Citing mistakes of the last several seasons, Sadove said Saks:
- Lost sight of the core customer, bringing in many expensive designer collections that didn’t resonate.
- Moved too quickly to capture a younger clientele, but the average Saks customer is 48. The average new customer is 44.
- Discontinued some businesses, such as the $60 million Real Clothes private label collection, without replacement strategies.
- Focused on the flagship to the expense of branches. “We have focused too much on the flagship, which accounts for 20 percent of the business. We have to grow the remaining business, as well.”
Further complicating matters were the internal and government investigations into certain chargeback and markdown practices, and a costly over-bloated senior team that was streamlined in January, when Sadove was put at the helm, succeeding Fred Wilson as SFA ceo, and Brad Martin as Saks Inc. ceo, though Martin remains chairman. Previously, Sadove was vice chairman of Saks Inc. Now he’s more involved in the day-to-day operations, as well as strategy.
Asked by one analyst during the call if SFA could be sold, Sadove replied: “I am focused on getting improved performance out of Saks Fifth Avenue.
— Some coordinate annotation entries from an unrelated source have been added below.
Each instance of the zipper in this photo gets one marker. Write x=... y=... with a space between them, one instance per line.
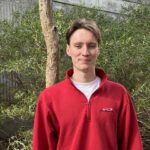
x=88 y=111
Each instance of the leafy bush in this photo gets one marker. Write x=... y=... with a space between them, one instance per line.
x=124 y=56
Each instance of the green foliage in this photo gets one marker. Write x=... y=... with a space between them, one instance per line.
x=125 y=55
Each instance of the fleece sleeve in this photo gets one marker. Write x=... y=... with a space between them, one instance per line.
x=44 y=135
x=128 y=132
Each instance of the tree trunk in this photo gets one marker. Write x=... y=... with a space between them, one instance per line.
x=51 y=40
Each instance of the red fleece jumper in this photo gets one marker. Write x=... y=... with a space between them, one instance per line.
x=65 y=120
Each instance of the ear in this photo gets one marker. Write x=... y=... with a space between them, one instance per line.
x=68 y=50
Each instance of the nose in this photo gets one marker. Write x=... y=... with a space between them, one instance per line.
x=85 y=51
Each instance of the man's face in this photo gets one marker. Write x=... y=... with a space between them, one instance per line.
x=83 y=50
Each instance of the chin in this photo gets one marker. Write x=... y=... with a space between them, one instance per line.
x=84 y=68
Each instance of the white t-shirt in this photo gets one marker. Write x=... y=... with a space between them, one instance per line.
x=88 y=88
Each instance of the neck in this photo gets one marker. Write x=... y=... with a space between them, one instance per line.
x=84 y=76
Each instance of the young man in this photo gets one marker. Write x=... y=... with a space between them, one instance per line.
x=86 y=111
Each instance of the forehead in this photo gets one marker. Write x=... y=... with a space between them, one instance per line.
x=82 y=35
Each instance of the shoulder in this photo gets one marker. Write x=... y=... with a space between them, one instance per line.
x=55 y=88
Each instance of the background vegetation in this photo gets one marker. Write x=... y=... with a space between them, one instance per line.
x=125 y=56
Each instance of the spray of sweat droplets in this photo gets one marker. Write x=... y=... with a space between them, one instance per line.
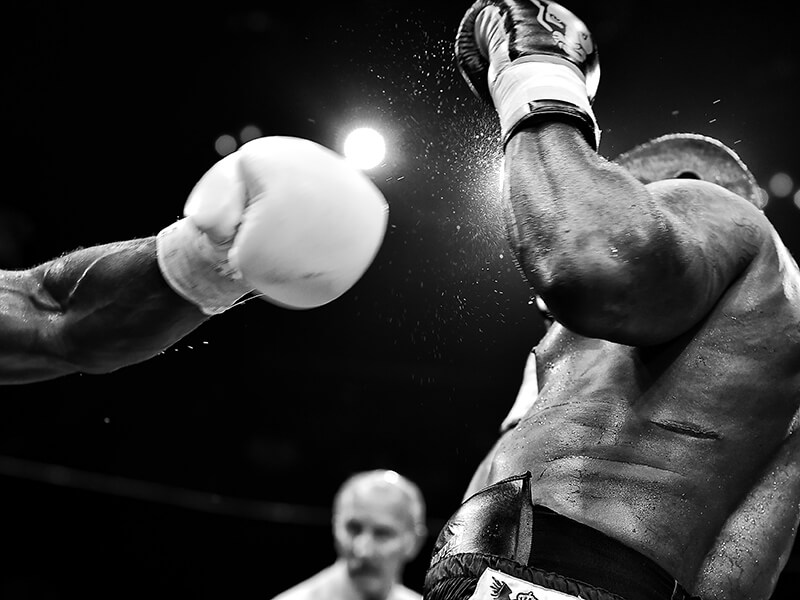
x=445 y=190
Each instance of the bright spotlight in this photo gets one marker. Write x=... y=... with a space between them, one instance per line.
x=364 y=147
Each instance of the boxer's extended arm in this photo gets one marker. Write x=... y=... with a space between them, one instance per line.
x=613 y=258
x=93 y=310
x=282 y=216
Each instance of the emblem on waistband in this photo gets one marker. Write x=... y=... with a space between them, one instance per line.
x=495 y=585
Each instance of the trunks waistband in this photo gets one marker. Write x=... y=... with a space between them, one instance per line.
x=499 y=528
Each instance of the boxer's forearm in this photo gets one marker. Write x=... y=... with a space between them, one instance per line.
x=93 y=310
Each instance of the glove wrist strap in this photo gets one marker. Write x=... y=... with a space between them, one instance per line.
x=197 y=269
x=527 y=87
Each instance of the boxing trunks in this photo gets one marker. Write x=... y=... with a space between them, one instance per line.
x=499 y=546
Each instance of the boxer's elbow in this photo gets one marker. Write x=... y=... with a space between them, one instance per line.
x=614 y=301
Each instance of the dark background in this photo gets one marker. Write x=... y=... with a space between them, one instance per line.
x=208 y=471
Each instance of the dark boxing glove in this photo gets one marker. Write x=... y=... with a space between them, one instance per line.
x=532 y=59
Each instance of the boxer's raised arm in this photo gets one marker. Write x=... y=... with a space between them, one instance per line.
x=611 y=257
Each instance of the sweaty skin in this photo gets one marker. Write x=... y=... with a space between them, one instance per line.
x=94 y=310
x=669 y=387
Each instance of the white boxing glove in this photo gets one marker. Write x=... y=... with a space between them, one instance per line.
x=282 y=216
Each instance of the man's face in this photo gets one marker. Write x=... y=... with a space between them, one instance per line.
x=374 y=534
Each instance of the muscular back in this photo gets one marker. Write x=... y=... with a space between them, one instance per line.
x=660 y=446
x=668 y=390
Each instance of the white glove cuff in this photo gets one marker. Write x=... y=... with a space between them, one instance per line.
x=526 y=81
x=198 y=269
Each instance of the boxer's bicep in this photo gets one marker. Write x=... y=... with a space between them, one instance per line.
x=93 y=310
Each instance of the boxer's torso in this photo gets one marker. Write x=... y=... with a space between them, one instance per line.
x=658 y=446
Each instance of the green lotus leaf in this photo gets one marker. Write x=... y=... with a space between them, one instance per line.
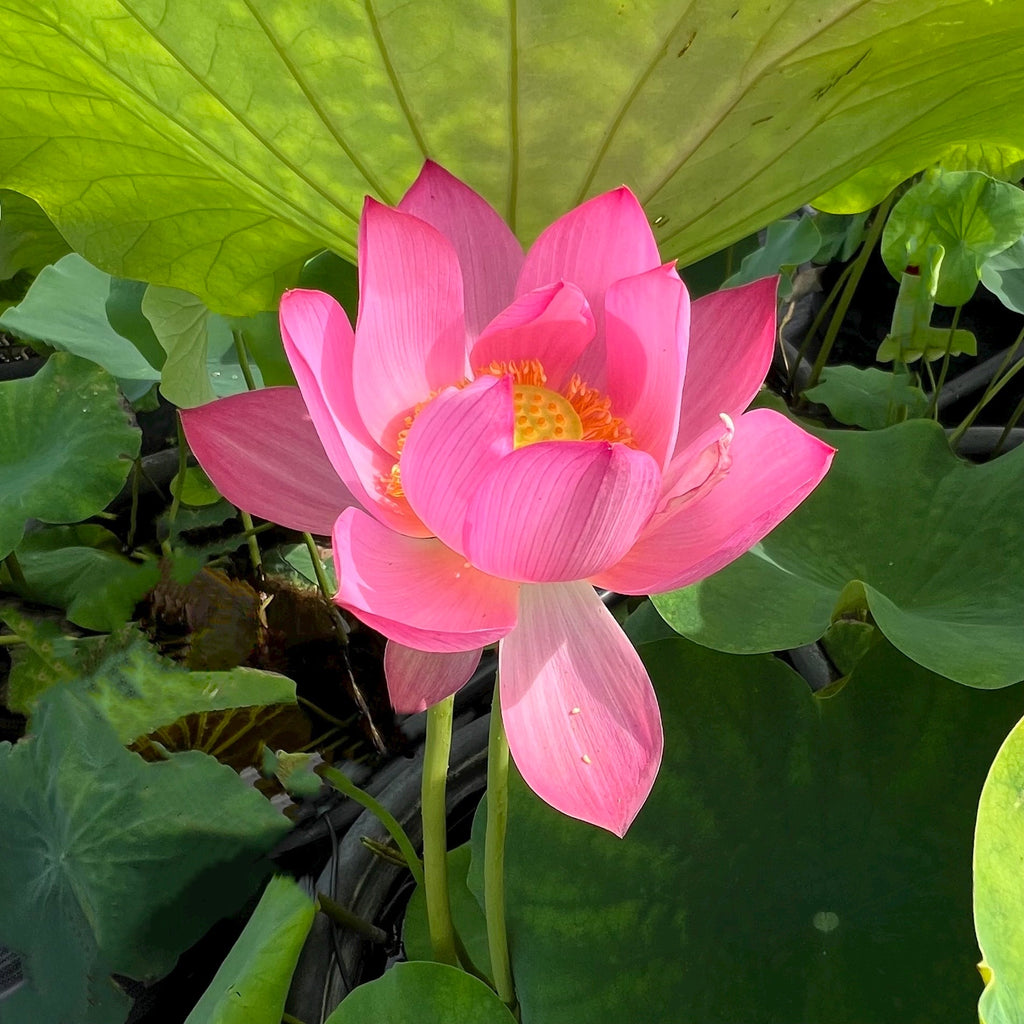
x=202 y=364
x=969 y=214
x=870 y=398
x=253 y=981
x=937 y=544
x=998 y=886
x=423 y=993
x=28 y=240
x=800 y=858
x=113 y=864
x=67 y=307
x=66 y=445
x=216 y=148
x=81 y=569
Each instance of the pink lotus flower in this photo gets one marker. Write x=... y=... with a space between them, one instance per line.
x=503 y=434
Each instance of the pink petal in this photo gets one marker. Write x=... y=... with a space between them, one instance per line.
x=452 y=444
x=732 y=335
x=646 y=329
x=318 y=341
x=774 y=466
x=488 y=252
x=602 y=241
x=560 y=510
x=410 y=338
x=581 y=715
x=262 y=454
x=416 y=591
x=551 y=324
x=418 y=679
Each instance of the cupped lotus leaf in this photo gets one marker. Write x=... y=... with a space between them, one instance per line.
x=201 y=360
x=215 y=148
x=251 y=985
x=28 y=240
x=969 y=214
x=66 y=445
x=420 y=992
x=937 y=543
x=112 y=864
x=67 y=307
x=998 y=884
x=800 y=858
x=868 y=397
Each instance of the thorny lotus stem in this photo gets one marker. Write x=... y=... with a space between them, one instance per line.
x=434 y=811
x=1003 y=377
x=859 y=265
x=494 y=857
x=344 y=784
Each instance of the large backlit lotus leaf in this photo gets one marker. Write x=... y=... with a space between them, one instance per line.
x=801 y=858
x=66 y=445
x=937 y=543
x=113 y=864
x=216 y=146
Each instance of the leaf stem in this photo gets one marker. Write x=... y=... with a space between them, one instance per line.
x=857 y=271
x=344 y=784
x=494 y=858
x=434 y=811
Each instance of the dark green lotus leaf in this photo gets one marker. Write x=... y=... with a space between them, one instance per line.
x=66 y=445
x=423 y=993
x=67 y=308
x=81 y=570
x=215 y=148
x=998 y=884
x=112 y=864
x=28 y=239
x=252 y=983
x=938 y=545
x=801 y=858
x=870 y=398
x=972 y=216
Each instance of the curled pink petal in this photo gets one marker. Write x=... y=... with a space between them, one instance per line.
x=416 y=591
x=774 y=466
x=452 y=444
x=580 y=712
x=262 y=454
x=411 y=337
x=418 y=679
x=551 y=324
x=318 y=342
x=732 y=335
x=488 y=253
x=646 y=327
x=560 y=510
x=602 y=241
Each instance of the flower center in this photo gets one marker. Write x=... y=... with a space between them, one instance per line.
x=543 y=415
x=580 y=413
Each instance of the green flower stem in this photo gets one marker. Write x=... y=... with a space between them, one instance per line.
x=494 y=857
x=344 y=784
x=14 y=568
x=434 y=811
x=859 y=265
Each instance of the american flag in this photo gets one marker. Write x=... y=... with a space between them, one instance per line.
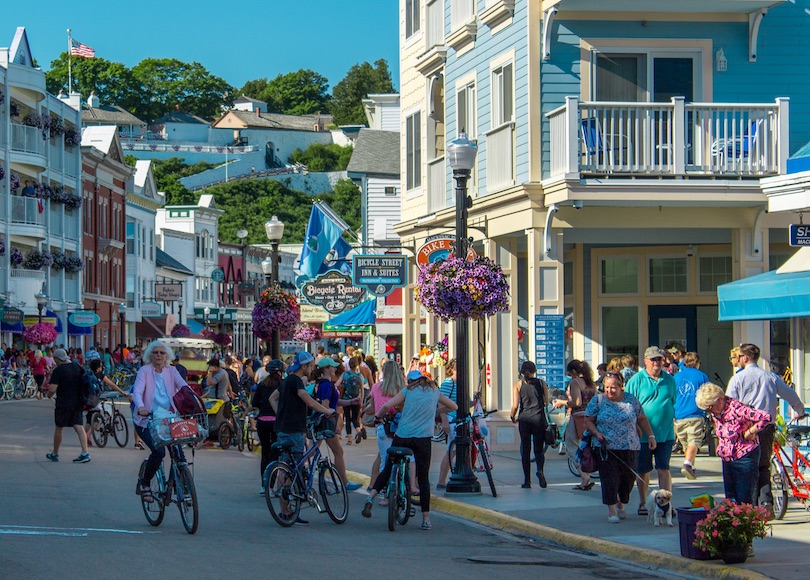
x=79 y=49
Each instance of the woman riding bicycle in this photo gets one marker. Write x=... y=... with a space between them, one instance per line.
x=155 y=386
x=421 y=399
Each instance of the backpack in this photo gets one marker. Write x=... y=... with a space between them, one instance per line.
x=91 y=389
x=353 y=385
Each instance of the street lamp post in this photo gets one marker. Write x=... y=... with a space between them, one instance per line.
x=274 y=228
x=122 y=312
x=42 y=299
x=461 y=154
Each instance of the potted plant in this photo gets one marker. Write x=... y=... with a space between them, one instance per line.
x=729 y=529
x=455 y=288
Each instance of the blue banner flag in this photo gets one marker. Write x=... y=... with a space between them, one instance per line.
x=323 y=236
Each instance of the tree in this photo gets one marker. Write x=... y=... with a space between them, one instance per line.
x=361 y=81
x=168 y=83
x=113 y=83
x=297 y=93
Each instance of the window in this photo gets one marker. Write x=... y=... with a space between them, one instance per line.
x=619 y=275
x=413 y=153
x=502 y=95
x=668 y=275
x=714 y=270
x=411 y=17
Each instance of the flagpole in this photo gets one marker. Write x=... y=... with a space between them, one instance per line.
x=70 y=76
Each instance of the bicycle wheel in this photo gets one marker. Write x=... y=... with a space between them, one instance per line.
x=98 y=427
x=394 y=497
x=187 y=499
x=333 y=492
x=120 y=429
x=224 y=435
x=779 y=488
x=483 y=453
x=280 y=495
x=155 y=509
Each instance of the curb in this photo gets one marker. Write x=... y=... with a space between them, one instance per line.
x=647 y=558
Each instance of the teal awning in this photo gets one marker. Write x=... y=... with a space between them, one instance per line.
x=364 y=314
x=767 y=296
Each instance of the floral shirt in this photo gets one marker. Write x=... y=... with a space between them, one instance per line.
x=731 y=425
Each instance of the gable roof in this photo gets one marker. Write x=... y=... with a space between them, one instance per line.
x=164 y=260
x=180 y=117
x=275 y=120
x=108 y=115
x=375 y=152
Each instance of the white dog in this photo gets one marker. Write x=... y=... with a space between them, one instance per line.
x=659 y=506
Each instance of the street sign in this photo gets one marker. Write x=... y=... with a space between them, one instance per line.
x=333 y=292
x=436 y=248
x=549 y=332
x=84 y=318
x=12 y=315
x=380 y=274
x=168 y=292
x=799 y=235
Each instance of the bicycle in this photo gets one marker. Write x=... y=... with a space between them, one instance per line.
x=179 y=487
x=784 y=484
x=480 y=457
x=106 y=422
x=289 y=483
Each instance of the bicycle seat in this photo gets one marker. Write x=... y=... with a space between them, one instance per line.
x=399 y=452
x=279 y=446
x=795 y=430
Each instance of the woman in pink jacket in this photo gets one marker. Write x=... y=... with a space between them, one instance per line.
x=155 y=386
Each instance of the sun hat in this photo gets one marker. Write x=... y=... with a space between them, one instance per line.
x=300 y=360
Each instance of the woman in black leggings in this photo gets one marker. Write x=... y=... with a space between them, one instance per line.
x=531 y=397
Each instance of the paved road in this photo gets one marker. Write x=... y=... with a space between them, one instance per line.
x=66 y=520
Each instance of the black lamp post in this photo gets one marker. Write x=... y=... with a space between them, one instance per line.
x=42 y=299
x=461 y=154
x=122 y=312
x=274 y=228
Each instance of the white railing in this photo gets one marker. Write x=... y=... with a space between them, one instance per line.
x=461 y=12
x=501 y=157
x=27 y=139
x=668 y=139
x=25 y=210
x=434 y=20
x=437 y=183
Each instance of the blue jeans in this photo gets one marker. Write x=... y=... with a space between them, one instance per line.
x=740 y=478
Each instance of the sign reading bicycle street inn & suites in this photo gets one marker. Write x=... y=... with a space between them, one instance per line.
x=332 y=291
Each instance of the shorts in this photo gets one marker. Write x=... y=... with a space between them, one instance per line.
x=690 y=431
x=67 y=417
x=662 y=453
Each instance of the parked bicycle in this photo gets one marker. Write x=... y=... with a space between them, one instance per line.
x=108 y=420
x=179 y=487
x=290 y=484
x=789 y=467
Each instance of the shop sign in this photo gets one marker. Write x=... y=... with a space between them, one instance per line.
x=333 y=292
x=380 y=274
x=436 y=248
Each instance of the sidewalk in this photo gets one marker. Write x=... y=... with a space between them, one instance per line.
x=578 y=518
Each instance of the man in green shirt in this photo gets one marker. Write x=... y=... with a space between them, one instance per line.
x=657 y=393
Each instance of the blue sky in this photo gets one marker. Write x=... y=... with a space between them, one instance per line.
x=237 y=44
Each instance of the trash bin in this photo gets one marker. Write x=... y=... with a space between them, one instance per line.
x=687 y=523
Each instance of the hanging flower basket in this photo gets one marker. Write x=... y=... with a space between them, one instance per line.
x=456 y=288
x=41 y=333
x=308 y=334
x=181 y=331
x=275 y=310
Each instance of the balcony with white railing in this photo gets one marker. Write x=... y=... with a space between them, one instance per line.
x=667 y=140
x=437 y=180
x=501 y=157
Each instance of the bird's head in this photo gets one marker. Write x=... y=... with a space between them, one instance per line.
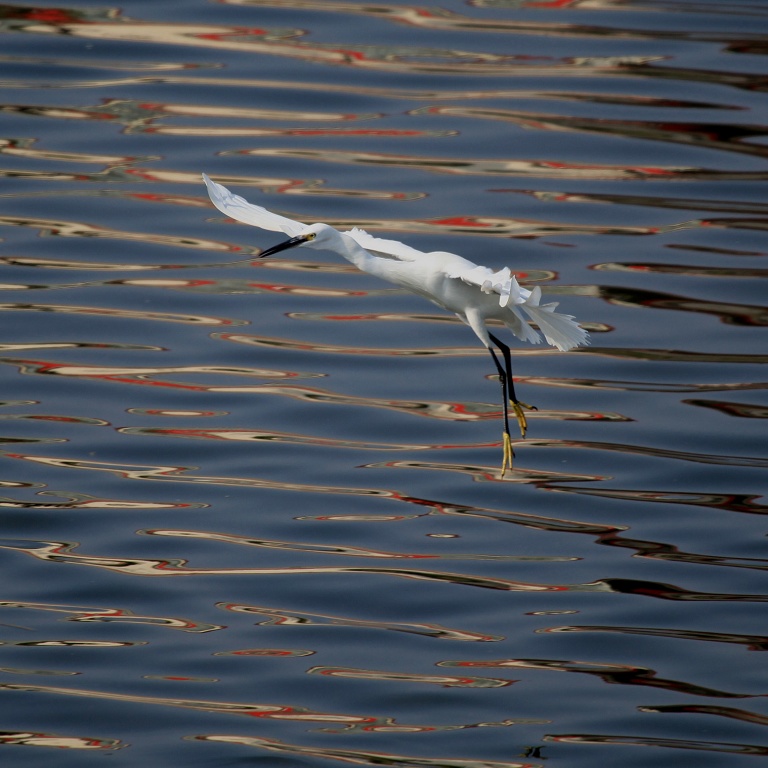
x=315 y=236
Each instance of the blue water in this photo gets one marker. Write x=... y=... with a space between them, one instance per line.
x=253 y=510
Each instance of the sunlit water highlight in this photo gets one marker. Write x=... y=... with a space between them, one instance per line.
x=216 y=496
We need to get the performance back on track. There is nothing about a public environment that is going to inhibit us from improved performance. It’s not about a public environment or a private environment.”
Earlier this month, Saks posted disappointing results for the fourth quarter and year. The parent Saks Inc. had a $2.2 million loss in the fourth quarter ended Jan. 28, versus net income of $96.6 million in the year-ago period. At SFA, fourth-quarter operating income totaled $7.6 million, a $50.4 million decline from the prior year. Sales totaled $802 million, versus $839.9 million a year ago, and comps increased 1.4 percent.
For the year, SFA’s operating income fell to $22.3 million from $118.8 million, comp sales rose 4 percent while total sales were $2.73 billion versus $2.74 billion.